Wirtschaftskrise auf Kuba: Die Ökonomie der Insel vergreist

Auf Kuba fehlen Grundnahrungsmittel, Energie und Benzin. Immer mehr junge Menschen wandern aus – und das hat negative Folgen fürs Land.

Zwei Frauen sitzen auf einem Hausvorsprung in der Sonne. Zwischen ihnen steht an der türkisen Hauswand "Tu eres Robocop en tacones".
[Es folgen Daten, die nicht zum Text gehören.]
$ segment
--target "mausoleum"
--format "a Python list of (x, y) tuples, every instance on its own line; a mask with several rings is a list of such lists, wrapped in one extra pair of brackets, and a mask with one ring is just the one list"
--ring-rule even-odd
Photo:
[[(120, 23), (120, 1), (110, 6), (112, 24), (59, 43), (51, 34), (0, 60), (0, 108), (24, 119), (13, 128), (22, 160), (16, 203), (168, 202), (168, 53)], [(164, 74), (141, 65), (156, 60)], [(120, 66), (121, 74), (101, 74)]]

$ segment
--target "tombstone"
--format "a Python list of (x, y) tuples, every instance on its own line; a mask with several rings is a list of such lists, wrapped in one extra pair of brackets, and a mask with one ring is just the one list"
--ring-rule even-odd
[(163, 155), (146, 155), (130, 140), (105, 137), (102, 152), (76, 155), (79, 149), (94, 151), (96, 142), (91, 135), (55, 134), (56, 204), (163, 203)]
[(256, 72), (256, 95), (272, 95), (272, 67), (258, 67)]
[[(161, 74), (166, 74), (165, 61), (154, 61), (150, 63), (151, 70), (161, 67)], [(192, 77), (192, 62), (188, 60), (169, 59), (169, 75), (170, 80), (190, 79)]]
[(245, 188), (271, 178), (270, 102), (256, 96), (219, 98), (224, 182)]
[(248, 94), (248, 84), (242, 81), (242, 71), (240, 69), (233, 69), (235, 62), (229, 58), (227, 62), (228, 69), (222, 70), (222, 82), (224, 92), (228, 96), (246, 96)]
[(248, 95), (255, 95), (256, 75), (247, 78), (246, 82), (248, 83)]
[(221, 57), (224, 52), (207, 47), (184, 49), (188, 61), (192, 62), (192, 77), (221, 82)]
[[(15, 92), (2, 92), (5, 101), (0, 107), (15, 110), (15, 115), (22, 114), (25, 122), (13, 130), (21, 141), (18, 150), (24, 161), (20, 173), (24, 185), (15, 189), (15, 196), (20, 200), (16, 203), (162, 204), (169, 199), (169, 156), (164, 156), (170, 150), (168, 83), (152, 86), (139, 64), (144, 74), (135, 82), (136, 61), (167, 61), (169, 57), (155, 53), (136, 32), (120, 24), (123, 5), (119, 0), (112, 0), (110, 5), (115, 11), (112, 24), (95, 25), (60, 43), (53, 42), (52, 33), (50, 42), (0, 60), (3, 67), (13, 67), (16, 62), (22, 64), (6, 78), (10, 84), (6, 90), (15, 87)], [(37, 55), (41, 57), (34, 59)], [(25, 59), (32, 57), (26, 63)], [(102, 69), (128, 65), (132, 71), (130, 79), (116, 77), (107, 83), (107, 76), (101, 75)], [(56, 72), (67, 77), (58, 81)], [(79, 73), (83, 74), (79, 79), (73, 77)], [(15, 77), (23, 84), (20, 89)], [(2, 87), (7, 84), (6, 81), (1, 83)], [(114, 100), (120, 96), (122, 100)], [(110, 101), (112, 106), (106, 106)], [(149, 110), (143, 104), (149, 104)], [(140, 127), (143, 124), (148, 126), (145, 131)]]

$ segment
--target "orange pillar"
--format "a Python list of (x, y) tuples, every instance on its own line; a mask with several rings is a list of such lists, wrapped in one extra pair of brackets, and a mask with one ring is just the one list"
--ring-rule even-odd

Junge Menschen sucht man in Kuba oft vergebens, wie hier in der Hauptstadt Havanna Foto: Alejandro Ernesto/ddp

CÁRDENAS/HAVANNA taz | Cárdenas heißt die Hafenstadt gleich um die Ecke des kubanischen Tourismus-Hotspots Varadero. Die Stadt mit mehr als 100.000 Ein­woh­ne­r:in­nen war noch in den 1950er Jahren eine prosperierende Hafenstadt mit großen Lagerhäusern, moderner Bahnstation und großer Rumfabrik. Lange vorbei, von den alten Hafenanlagen sind nur noch Ruinen übrig, der Jugendstil-Bahnhof ist ausgeweidet und ein paar rostige Waggons stehen auf den Gleisen.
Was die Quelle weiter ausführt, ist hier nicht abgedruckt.